You are viewing a plain text version of this content. The canonical link for it is here.
Posted to commits@lucene.apache.org by kr...@apache.org on 2016/11/18 16:42:40 UTC
[15/20] lucene-solr:jira/solr-8593: LUCENE-7536:
ASCIIFoldingFilterFactory.getMultiTermComponent can emit two tokens.
LUCENE-7536: ASCIIFoldingFilterFactory.getMultiTermComponent can emit two tokens.
Project: http://git-wip-us.apache.org/repos/asf/lucene-solr/repo
Commit: http://git-wip-us.apache.org/repos/asf/lucene-solr/commit/6d540b9d
Tree: http://git-wip-us.apache.org/repos/asf/lucene-solr/tree/6d540b9d
Diff: http://git-wip-us.apache.org/repos/asf/lucene-solr/diff/6d540b9d
Branch: refs/heads/jira/solr-8593
Commit: 6d540b9d7a1a9b944bacb348c7ea681705e462e4
Parents: 8938c9f
Author: Adrien Grand <jp...@gmail.com>
Authored: Fri Nov 18 10:06:16 2016 +0100
Committer: Adrien Grand <jp...@gmail.com>
Committed: Fri Nov 18 10:07:09 2016 +0100
----------------------------------------------------------------------
lucene/CHANGES.txt | 3 ++
.../ASCIIFoldingFilterFactory.java | 17 +++++-
.../TestAsciiFoldingFilterFactory.java | 54 ++++++++++++++++++++
3 files changed, 72 insertions(+), 2 deletions(-)

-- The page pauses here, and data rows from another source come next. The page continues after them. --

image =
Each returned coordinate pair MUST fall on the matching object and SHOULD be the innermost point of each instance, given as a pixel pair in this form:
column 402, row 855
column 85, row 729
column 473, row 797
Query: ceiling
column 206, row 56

----------------------------------------------------------------------
http://git-wip-us.apache.org/repos/asf/lucene-solr/blob/6d540b9d/lucene/CHANGES.txt
----------------------------------------------------------------------
diff --git a/lucene/CHANGES.txt b/lucene/CHANGES.txt
index 051c326..dfbf318 100644
--- a/lucene/CHANGES.txt
+++ b/lucene/CHANGES.txt
@@ -76,6 +76,9 @@ Bug Fixes
* LUCENE-7533: Classic query parser: disallow autoGeneratePhraseQueries=true
when splitOnWhitespace=false (and vice-versa). (Steve Rowe)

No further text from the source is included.